Tegoroczne kinowe przeboje często brały na warsztat męskich bohaterów, ich skomplikowane motywacje oraz skonfliktowaną psychikę. Na ekranie pojawiali się (i jeszcze przez jakiś czas pojawiać się będą) pogrążeni w kryzysie ojcowie, pełni buzujących uczuć twardziele oraz poszkodowani przez los i społeczeństwo szaleńcy, starający się za wszelką cenę dopasować do obowiązujących norm. „The Irishman” – wielki hit Netflixa, który już wkrótce zawita do wybranych polskich kin, a następnie trafi do Internetu – skupia się przede wszystkim na postaci Franka Sheerana (Robert De Niro), weterana II wojny światowej pracującego jako płatny morderca na usługach mafii. Jak w jednym z wywiadów zdradziła producentka filmu, Jane Rosenthal: „To, co oglądamy w "Irlandczyku" to toksyczna męskość oraz efekty tego, co dzieje się, gdy ktoś wybiera inną rodzinę zamiast swojej własnej rodziny nuklearnej.” Rzeczywiście, Frank większość filmu spędza przekonany, że wszystkie jego działania są zgodne z obowiązującym wzorcem zachowania prawdziwego mężczyzny. Jest oschły, patriarchalny i dominujący. Jego postawa nie przynosi jednak spełnienia, lecz staje się raczej źródłem cierpień – zarówno dla samego bohatera, jak i jego najbliższego otoczenia.
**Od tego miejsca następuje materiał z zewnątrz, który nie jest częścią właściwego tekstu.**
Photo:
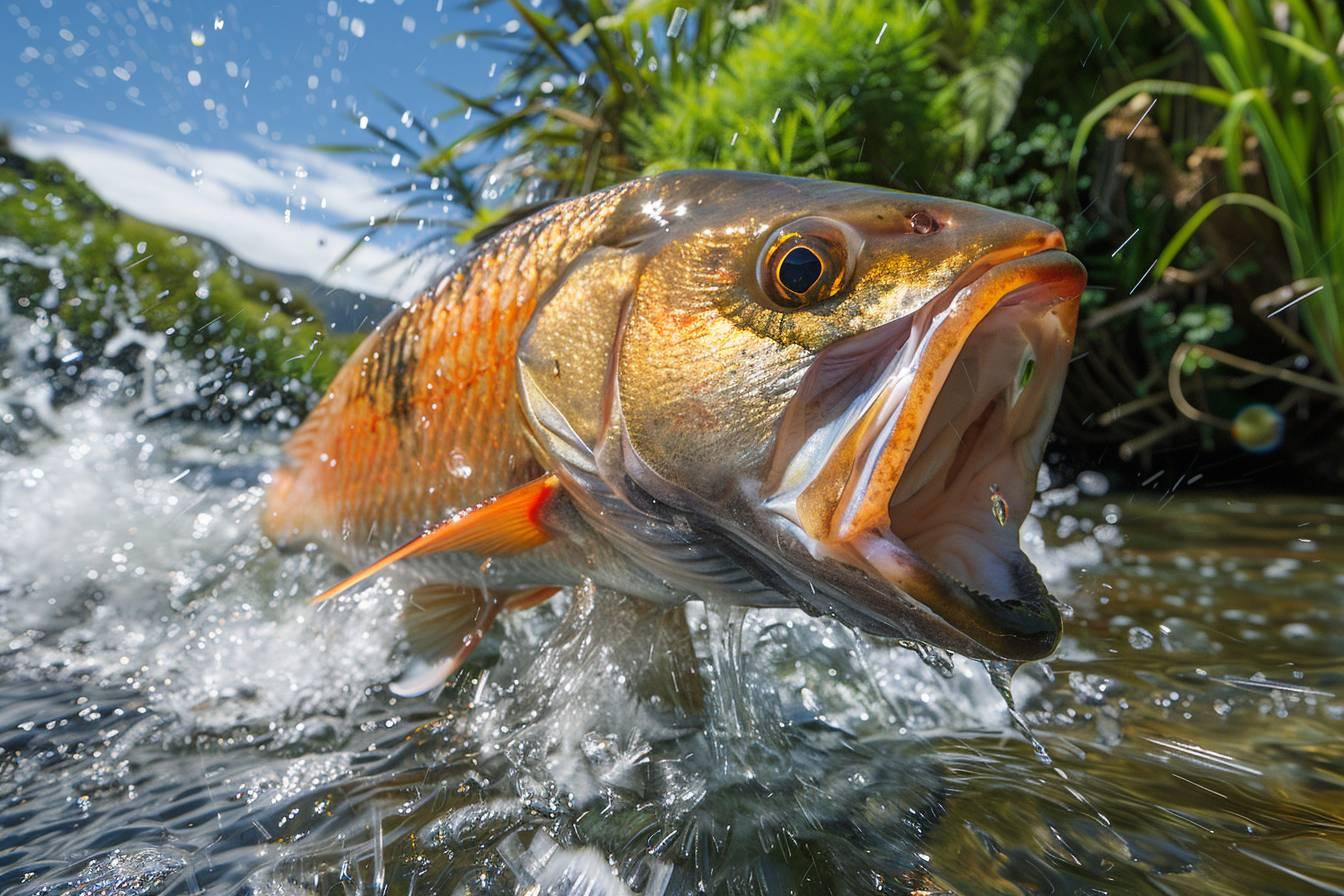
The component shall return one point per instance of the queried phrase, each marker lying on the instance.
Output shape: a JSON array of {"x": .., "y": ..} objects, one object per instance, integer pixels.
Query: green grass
[{"x": 1278, "y": 78}]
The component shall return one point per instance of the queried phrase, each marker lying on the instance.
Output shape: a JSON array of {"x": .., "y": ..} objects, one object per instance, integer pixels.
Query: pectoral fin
[
  {"x": 444, "y": 623},
  {"x": 510, "y": 523}
]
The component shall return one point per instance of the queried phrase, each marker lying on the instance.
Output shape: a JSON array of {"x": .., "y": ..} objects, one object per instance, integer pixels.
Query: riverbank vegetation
[{"x": 1191, "y": 151}]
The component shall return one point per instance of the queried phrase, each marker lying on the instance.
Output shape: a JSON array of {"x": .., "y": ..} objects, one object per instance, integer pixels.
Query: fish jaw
[{"x": 907, "y": 460}]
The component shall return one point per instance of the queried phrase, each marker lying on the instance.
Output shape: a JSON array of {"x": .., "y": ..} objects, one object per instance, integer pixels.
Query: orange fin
[
  {"x": 444, "y": 623},
  {"x": 510, "y": 523}
]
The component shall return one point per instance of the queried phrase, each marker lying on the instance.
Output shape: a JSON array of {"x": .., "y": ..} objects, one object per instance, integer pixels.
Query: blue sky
[{"x": 204, "y": 116}]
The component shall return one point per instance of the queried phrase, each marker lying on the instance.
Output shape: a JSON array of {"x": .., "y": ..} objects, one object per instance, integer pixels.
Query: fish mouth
[{"x": 909, "y": 458}]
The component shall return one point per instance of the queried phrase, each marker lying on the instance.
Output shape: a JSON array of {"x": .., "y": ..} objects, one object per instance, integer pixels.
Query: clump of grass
[{"x": 1277, "y": 73}]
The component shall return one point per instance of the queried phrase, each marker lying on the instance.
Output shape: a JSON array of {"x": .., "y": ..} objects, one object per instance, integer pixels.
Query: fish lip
[
  {"x": 1023, "y": 626},
  {"x": 1046, "y": 277}
]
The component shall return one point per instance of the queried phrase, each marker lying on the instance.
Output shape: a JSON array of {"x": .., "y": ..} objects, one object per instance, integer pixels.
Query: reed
[{"x": 1277, "y": 77}]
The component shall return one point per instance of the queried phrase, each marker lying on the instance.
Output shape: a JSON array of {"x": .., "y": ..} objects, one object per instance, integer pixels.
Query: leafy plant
[{"x": 1278, "y": 78}]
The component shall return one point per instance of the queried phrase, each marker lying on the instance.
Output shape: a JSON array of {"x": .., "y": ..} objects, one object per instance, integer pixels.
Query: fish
[{"x": 742, "y": 388}]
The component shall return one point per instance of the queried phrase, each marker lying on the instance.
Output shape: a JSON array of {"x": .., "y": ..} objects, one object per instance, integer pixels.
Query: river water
[{"x": 175, "y": 719}]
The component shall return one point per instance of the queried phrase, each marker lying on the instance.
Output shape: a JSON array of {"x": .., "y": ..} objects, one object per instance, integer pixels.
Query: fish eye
[
  {"x": 800, "y": 269},
  {"x": 803, "y": 263},
  {"x": 924, "y": 223}
]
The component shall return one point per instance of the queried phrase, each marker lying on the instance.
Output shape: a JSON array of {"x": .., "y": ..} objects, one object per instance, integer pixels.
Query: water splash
[{"x": 1000, "y": 673}]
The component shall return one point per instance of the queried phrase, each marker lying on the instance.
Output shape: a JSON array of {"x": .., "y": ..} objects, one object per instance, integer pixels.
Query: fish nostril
[{"x": 922, "y": 222}]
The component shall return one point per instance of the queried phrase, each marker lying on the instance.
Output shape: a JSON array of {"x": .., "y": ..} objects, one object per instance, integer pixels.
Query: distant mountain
[{"x": 344, "y": 310}]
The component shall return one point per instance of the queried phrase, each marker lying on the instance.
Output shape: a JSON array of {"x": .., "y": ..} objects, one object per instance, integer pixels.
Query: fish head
[{"x": 848, "y": 390}]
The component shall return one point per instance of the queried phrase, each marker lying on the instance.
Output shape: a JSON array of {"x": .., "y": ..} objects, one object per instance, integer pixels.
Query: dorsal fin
[{"x": 510, "y": 523}]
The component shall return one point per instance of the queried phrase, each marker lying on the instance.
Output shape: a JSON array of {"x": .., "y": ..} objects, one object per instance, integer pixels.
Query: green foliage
[
  {"x": 77, "y": 259},
  {"x": 1280, "y": 78},
  {"x": 840, "y": 89}
]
Podobnym tropem idzie także “Historia małżeńska”, w której Charlie Barber (Adam Driver) odnosząc zawodowy sukces, ponosi porażkę jako mąż i ojciec. Głos w sprawie zabiera również „Pewnego razu… w Hollywood” – najnowszy film Quentina Tarantino. Rick Dalton (Leonardo DiCaprio) i Cliff Booth (Brad Pitt) tylko na pozór są twardzielami – w rzeczywistości bliżej im do postaci subtelnych wrażliwców, pełnych obaw o przyszłość oraz poczucia porażki. Warto dorzucić do tego zestawienia także niezwykły film „Honey Boy”, za pośrednictwem którego aktor Shia LaBeouf stara się uporać z traumami z dzieciństwa, jakie zafundował mu skłonny do przemocy ojciec. W niejednoznaczny sposób do tematu toksycznej męskości odnosi się bijący rekordy popularności „Joker”, którego główny bohater usilnie stara się wpasować w ogólnie przyjętą „normę”, jednak gdy to nie wychodzi, zanurza się w swoim szaleństwie stając się ikoną potężnego ruchu przeciwników niesprawiedliwej rzeczywistości. Dyskusja o tym, czy grany przez Joaquina Phoenixa Arthur Fleck jest przykładem pokrzywdzonego przez los bohatera, cierpiącego na zaburzenia psychiczne na skutek przeżytych w dzieciństwie krzywd czy może osławionym „incelem”, zachęcającym sobie podobnych do zbrojnego powstania, nie znalazła jeszcze swojego rozstrzygnięcia.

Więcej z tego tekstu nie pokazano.